You were bought and paid for by Christ. God sent Him here to do that for you because He loves you. There is NOTHING you have done or could ever do to make God love you any more or any less than He does right now. Because His love is perfect. Because God is love.

The Bible says "Fear Not!"
And that mask? Don't bother. You cannot hide from God. He sees everything. Besides, God looks at the heart, not the body or the face. From what I can tell by reading your blog and watching you grow with each post - your heart is good. Real good.

Remember Steve.....

God is with you and for you right now.

Sorry. I didn't mean to preach.
Thank you for sharing what is on your heart.

Blessings to you Steve.

Shannon said...

Steve... I see you, and am wrapping my arms around you and giving you a hug. YOU are OK, and it is ok to be and feel what you are feelings, and that is what you are doing. Keeping doing the next right thing and expect a miracle.

HUGS AND KISSES 2 U

Anonymous said...

Focus on what you want and Ignore the Rest.

I'm always so damn full of sayings - but they are actually usefull. O.K. so I blew my cork on here yesterday - it was way to judgemental of you when it's not you who is a problem.

You are not going to fail Steve, you're not failing now and you won't be failing Tomorrow either.

Focus on what you want and Ignore the rest.

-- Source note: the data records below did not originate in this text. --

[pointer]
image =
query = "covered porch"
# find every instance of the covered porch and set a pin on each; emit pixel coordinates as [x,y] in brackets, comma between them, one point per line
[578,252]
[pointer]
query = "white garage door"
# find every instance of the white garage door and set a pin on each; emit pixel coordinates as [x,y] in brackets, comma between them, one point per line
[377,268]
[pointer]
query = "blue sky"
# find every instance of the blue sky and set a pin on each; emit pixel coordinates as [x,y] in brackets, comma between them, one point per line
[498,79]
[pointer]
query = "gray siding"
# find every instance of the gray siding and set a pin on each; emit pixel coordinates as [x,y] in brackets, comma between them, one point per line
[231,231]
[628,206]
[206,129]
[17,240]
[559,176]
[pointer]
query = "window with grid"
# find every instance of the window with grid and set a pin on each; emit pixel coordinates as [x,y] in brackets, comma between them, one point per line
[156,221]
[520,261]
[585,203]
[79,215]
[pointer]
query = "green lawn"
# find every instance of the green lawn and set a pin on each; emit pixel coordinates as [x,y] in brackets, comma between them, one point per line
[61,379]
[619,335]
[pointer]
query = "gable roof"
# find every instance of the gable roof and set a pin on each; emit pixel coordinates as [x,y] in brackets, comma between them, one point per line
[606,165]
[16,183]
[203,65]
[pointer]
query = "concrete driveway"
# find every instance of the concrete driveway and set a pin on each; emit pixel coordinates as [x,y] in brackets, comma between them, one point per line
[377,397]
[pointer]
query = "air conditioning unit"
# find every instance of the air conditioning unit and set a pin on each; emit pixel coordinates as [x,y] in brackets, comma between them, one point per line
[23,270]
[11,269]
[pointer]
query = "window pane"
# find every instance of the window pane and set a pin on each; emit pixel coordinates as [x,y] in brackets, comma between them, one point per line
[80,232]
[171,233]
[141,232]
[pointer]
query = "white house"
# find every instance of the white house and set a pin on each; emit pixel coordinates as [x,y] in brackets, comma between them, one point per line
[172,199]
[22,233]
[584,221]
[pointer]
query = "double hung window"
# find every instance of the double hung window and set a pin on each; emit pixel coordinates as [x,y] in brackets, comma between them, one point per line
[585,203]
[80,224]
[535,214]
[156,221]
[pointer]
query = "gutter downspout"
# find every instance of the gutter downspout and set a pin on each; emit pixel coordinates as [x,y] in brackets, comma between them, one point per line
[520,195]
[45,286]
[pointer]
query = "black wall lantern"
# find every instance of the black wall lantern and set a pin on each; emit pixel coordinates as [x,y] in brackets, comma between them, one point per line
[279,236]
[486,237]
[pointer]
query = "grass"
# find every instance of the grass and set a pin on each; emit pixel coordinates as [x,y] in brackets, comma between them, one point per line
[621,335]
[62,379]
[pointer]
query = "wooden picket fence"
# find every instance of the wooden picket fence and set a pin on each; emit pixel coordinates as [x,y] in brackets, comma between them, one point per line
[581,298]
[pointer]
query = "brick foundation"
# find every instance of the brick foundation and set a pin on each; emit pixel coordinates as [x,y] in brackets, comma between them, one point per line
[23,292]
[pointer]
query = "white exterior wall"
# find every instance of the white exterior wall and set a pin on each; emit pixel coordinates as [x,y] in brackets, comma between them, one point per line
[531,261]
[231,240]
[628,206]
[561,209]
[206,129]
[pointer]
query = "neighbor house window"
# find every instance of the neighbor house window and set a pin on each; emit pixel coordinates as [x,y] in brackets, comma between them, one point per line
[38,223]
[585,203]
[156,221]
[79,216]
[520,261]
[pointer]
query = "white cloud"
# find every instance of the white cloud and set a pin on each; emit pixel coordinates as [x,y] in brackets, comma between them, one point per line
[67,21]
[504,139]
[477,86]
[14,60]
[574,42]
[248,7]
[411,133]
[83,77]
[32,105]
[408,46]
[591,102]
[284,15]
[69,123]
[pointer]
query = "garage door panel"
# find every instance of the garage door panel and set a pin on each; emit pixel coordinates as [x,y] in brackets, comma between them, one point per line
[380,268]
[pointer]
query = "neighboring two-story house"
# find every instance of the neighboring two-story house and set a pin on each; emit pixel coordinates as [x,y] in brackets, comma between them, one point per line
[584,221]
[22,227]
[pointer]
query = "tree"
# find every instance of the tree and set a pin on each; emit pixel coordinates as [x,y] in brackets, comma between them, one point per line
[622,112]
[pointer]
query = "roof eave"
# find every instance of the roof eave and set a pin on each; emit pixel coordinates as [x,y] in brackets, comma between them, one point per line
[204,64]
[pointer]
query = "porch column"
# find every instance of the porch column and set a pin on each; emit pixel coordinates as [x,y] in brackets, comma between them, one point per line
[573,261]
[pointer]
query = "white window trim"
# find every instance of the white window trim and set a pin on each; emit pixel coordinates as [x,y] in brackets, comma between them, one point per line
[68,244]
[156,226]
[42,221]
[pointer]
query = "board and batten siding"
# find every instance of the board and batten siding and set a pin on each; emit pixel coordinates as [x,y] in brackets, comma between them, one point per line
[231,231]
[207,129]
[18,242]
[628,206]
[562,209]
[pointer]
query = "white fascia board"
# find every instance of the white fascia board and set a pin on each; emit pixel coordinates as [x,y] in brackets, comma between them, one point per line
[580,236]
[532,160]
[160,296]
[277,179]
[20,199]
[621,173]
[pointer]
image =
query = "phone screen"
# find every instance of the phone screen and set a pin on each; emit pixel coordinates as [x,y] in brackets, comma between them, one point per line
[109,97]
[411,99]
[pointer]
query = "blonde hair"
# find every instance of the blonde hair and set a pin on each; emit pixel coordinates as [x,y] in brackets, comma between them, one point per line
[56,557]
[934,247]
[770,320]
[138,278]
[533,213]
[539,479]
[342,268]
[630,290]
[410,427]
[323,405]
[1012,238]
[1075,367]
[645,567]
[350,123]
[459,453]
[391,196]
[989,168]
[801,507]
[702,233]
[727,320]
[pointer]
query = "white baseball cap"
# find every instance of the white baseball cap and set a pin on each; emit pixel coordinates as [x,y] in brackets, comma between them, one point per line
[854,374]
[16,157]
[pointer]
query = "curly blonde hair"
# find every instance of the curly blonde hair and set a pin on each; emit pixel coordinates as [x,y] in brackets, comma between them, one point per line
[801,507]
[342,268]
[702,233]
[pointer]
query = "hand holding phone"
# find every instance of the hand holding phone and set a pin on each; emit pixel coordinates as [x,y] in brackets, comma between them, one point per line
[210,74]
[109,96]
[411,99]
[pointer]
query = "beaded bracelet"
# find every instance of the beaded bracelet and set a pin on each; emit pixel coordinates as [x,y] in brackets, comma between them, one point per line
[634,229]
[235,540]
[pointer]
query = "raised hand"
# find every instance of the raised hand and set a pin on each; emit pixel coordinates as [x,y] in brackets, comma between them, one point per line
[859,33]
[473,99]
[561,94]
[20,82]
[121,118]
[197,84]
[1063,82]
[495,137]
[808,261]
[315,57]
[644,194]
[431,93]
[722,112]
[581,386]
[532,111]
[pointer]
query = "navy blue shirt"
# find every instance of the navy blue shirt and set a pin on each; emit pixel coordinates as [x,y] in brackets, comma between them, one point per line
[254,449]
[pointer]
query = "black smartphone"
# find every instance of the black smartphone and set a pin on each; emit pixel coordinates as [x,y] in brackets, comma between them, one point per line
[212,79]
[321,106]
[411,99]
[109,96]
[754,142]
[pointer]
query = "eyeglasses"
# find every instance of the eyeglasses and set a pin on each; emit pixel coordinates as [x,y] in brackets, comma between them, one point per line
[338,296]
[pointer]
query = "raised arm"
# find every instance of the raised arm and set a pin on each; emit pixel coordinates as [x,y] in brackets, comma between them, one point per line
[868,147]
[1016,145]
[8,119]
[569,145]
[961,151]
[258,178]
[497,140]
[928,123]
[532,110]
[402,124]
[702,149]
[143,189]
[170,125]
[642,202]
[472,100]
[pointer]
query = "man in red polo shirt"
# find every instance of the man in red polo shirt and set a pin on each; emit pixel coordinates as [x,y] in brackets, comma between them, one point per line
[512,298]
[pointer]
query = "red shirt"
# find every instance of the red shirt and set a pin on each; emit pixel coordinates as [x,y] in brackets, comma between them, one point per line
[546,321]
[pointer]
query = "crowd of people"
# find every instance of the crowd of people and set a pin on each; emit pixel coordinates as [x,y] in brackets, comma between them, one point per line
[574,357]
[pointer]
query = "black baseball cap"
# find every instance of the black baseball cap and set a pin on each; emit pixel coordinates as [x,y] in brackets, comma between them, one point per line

Think about that one for awhile and tell me what you think....

Nay said...

((((((((((((((((HUGS))))))))))))))

heiresschild said...

hi steve,

thank you for your kind, encouraging, and inspiring words on my blog earlier tonite. they brought tears to my eyes. God always knows how to encourage my heart, and He used you tonite to do that.

God has put us all here in each other's paths, and we gain strength from one another. in the Bible, David encouraged himself in the Lord, and sometimes, that's just what we have to do--encourage ourselves in the Word of God. Jesus loves you so much, and He cares about you. everything you do, every thought you think, the way you feel--Jesus knows and cares. He's already forgiven you, now you just have to forgive yourself.

again, thank you for your kind words, and may the peace of God reign richly in every part of you.

peace & blessings,
sylvia

Anonymous said...

Steve it is often hard to see our own progress or to accept that we are o.k. in our process. It IS a process, Steve, and a LONG one at that. You sponsor is telling you to yes, LISTEN, but the part about the cotton in the mouth means to be quiet and listen. There is a huge difference when we are also QUIET and LISTEN. I have to say that I don't like that cotton cliche at all -- but the sentiment behind it is very useful.
You are doing well, Steve. Keep coming back, my man.
Peace,
Scout

Sober Steve said...

Thanks you all so much for you prayers and support. I am growing, and moving forward. I need to have faith that I'm moving in the right direction. I need to have faith in myself and God.

Love ya
Steve

Shadow said...

hey! that was great to read. you're out there finding yourself all right. keep on doing it!!!!!